Also on the table is an amendment to the company’s constitution that is required to enact the resolution and would give shareholders the right to seek information or propose resolutions.  

The call for exposure to be directed away from non-renewable energy reflects a greater trend in investing, with more than 100 major global financial institutions having introduced policies restricting coal funding.

“Other insurers and banks around the world have set clear restrictions and targets, recognising the challenges to their business and to society from dangerous climate change,” Stuart Palmer, head of Ethics Research at Australian Ethical said.

“Investors want to see the same from QBE.”
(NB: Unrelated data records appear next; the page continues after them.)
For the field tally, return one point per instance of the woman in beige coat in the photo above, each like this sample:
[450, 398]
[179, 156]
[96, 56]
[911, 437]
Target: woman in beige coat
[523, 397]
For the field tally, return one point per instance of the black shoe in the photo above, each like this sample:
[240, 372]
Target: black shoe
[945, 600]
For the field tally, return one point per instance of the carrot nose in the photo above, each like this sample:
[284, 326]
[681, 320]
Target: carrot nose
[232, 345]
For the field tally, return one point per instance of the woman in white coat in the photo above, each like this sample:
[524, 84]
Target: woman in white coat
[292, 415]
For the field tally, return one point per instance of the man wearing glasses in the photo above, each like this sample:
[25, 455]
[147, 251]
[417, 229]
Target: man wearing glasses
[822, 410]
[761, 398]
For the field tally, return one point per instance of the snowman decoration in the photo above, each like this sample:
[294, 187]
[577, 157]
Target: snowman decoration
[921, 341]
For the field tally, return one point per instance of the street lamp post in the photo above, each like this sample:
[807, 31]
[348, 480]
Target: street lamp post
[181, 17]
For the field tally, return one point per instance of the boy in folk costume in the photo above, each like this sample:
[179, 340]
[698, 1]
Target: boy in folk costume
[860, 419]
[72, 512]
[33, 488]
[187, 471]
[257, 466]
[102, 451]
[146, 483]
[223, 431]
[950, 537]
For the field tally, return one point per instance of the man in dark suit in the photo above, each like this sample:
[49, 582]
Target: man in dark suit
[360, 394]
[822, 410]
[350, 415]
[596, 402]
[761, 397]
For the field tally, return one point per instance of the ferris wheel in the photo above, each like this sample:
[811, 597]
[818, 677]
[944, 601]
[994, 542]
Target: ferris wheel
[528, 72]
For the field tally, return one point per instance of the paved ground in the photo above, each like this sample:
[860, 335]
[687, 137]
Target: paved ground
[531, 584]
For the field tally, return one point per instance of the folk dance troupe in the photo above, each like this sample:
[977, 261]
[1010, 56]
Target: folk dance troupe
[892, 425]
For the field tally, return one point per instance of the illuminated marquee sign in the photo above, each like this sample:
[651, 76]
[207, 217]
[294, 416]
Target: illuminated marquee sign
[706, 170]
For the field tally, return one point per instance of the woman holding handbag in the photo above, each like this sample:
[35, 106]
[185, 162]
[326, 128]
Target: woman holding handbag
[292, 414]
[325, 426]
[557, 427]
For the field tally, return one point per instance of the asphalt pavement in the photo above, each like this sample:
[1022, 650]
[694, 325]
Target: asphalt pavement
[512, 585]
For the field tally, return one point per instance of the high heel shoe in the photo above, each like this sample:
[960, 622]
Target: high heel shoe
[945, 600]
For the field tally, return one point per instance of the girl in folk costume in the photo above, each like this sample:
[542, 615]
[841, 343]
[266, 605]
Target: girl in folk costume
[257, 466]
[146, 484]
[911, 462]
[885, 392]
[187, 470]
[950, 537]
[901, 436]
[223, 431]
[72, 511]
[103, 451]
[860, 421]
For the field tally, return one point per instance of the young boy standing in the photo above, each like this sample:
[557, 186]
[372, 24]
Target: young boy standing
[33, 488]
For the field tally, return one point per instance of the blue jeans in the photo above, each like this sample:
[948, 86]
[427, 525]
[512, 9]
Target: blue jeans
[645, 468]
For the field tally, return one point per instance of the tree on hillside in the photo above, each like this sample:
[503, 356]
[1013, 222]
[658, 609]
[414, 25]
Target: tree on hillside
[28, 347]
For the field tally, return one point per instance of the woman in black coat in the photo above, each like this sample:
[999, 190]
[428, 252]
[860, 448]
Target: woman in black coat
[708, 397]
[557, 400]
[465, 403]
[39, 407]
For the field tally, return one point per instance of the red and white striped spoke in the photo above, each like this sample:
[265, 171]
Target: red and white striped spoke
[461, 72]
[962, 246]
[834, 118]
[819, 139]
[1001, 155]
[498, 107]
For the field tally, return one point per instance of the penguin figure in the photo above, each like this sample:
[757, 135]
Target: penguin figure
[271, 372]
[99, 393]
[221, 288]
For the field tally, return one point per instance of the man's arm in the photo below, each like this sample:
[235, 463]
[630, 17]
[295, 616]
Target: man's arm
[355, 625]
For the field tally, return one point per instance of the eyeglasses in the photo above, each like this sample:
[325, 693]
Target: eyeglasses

QBE has told its shareholders that it will be considering the two resolutions at its AGM on 9 May, saying the board will be providing its recommendations within its notice of meeting in early April.

The company has previously enacted a climate change plan, as published in its 2018 annual report.

A shareholder resolution last year had pushed QBE to start disclosing the risk it faces from climate change.

Mr Palmer said that although it is encouraging that QBE has the development of climate metrics and targets by 2021 in its climate plan, more urgency and clarity is needed.

On shareholder resolutions, Julien Vincent, executive director and lead campaigner at Market Forces said: “It is becoming more mainstream and shareholders are holding companies to account, they have expectations for how they manage their capital.”